It is a misnomer that cloud computing is perfect for every aspect of a business, or indeed for all businesses. But the overwhelming majority of commercial companies can greatly benefit from implementing this technology effectively. The reality is that the overwhelming majority of businesses will move away from on-premise computing in the near future, with analysts already predicting that 80% of SMEs will be utilising the cloud by the end of the decade.
Eventually the time will come when failing to embrace the cloud will put a business at such a commercial disadvantage that it will simply be a no-brainer to sign up for the technology. The benefits of cloud computing, particularly its scalability and flexibility, have been well documented, and more and more businesses are getting on board with this revolutionary form of computing as a consequence.
But the concept of computing elasticities and being able to carry out business quicker and more efficiently can only be realised if cloud is put into place satisfactorily in the first place. In this sense, businesses need to understand precisely what form of cloud provision will suit their needs, and the best way to put it into operation to suit their particular requirements.
So the first important thing to understand are the three particular cloud platforms. Infrastructure as a service (IaaS) refers to the delivery of components such as hardware, software, data center space, networking and storage. This is effectively the foundation of your cloud setup.
Platform as a service (PaaS) is a bit more complicated to explain, but it effectively refers to a combination of IaaS and a set of middleware, software development and deployment tools. This particular element of cloud computing is very much related to creativity, development and the deployment of the cloud within a business.
Software as a service (SaaS) is an application which is created and hosted by a service provider. Within this particular model of cloud computing, users do not have a direct impact over the cloud environment; this is instead completely in the hands of an external provider. In many ways, this can be a good way for companies that are uncertain about the cloud, but want to adopt it for the first time, to dip their toes into the water.
Before moving to cloud, businesses should understand that the cloud is not merely a technology but also a complete transformation in their internal systems and operations. In order to successfully adopt the cloud, it is absolutely essential to profoundly understand the environment your existing IT is operating in, and this particularly entails identifying the workloads that will best fit your target cloud environment. This is simply the best way to ensure a return on investment and to get the best ultimate cloud environment for your business.
So before you blindly stumble into cloud computing, the following ten factors should be considered closely.

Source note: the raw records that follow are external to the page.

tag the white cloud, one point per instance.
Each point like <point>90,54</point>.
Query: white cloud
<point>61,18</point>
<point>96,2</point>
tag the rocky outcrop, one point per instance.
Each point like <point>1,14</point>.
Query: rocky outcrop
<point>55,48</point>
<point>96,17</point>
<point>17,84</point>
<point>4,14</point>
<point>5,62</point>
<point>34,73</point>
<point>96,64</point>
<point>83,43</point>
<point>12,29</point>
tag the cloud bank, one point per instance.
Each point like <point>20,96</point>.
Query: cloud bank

1. Business impact: This must come first on the list. Ultimately, cloud computing will have a positive impact on your business, but it is generally advisable to move less critical applications first.

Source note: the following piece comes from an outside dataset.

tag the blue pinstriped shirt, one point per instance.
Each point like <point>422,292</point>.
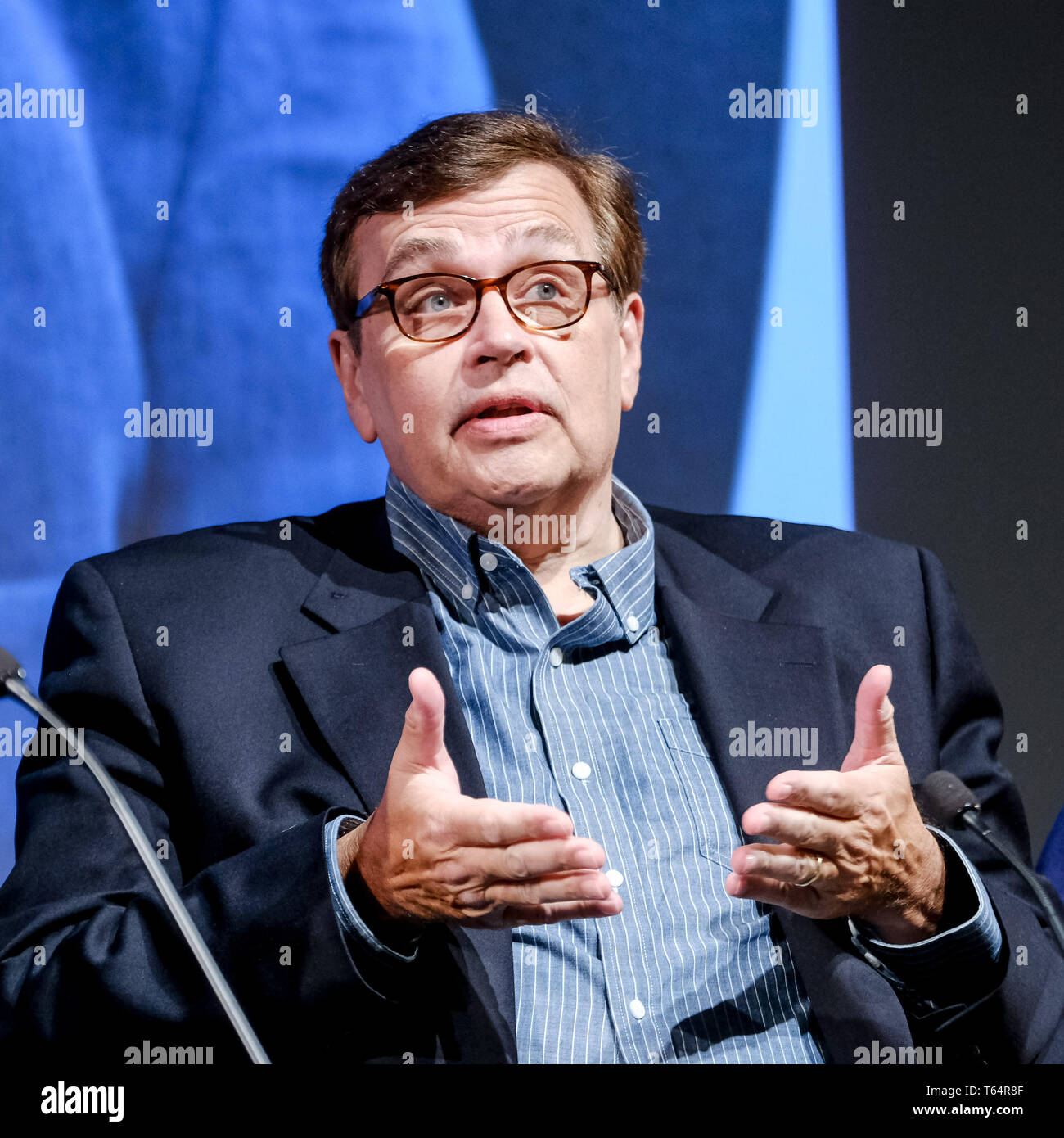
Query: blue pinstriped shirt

2. Production versus testing: It is important to test the cloud environment effectively, but production within a business must also come into consideration. Utilising the same infrastructure for both is a wise policy.
3. Performance matters: It is important to understand that environments which are performance sensitive can be problematical. Application response time can cause issues with clients.
4. Complexity: Particularly when first migrating to the cloud, any systems featuring complex architecture should be avoided like the plague.
5. Licensing: Before switching to the cloud it is important to analyse the cloud model utilised by your vendor to see if it is more costly, or indeed beneficial, as compared to a dedicated model.
6. Service level agreements: Before opting for any cloud provider it is absolutely essential to study the service level agreement in some depth. In some cases, if at all feasible, it may even be worthwhile getting legal representation and advice on the subject.
7. Security: Security is an absolutely key consideration with any element of computing, and it is vital to ensure that your vendor supports security constraints and functionality required by your business.
8. Platform: Understanding operating systems and other platforms which are required for your setup is essential. It is also important to ensure that vendors’ cloud offerings are compatible with your chosen platform.
9. Data hosting and legality: As with any activity that takes place across borders, there can be legal issues related to the cloud. One of the most prominent of these is the fact that in certain nations it is not permitted to host data outside your own country. Familiarise yourself with the law, and if it is an issue ensure that your vendor has a cloud data center nearby.
10. Preparation: It is important to consider whether the application you wish to implement is actually prepared for the cloud. Failure to do this properly can be extremely time-consuming and expensive in the long-term.
Despite all of the information contained within this article, switching to the cloud is actually perfectly feasible for businesses of all sizes. One must bear in mind that planning is always extremely important, and failing to pay heed to important issues may be extremely costly.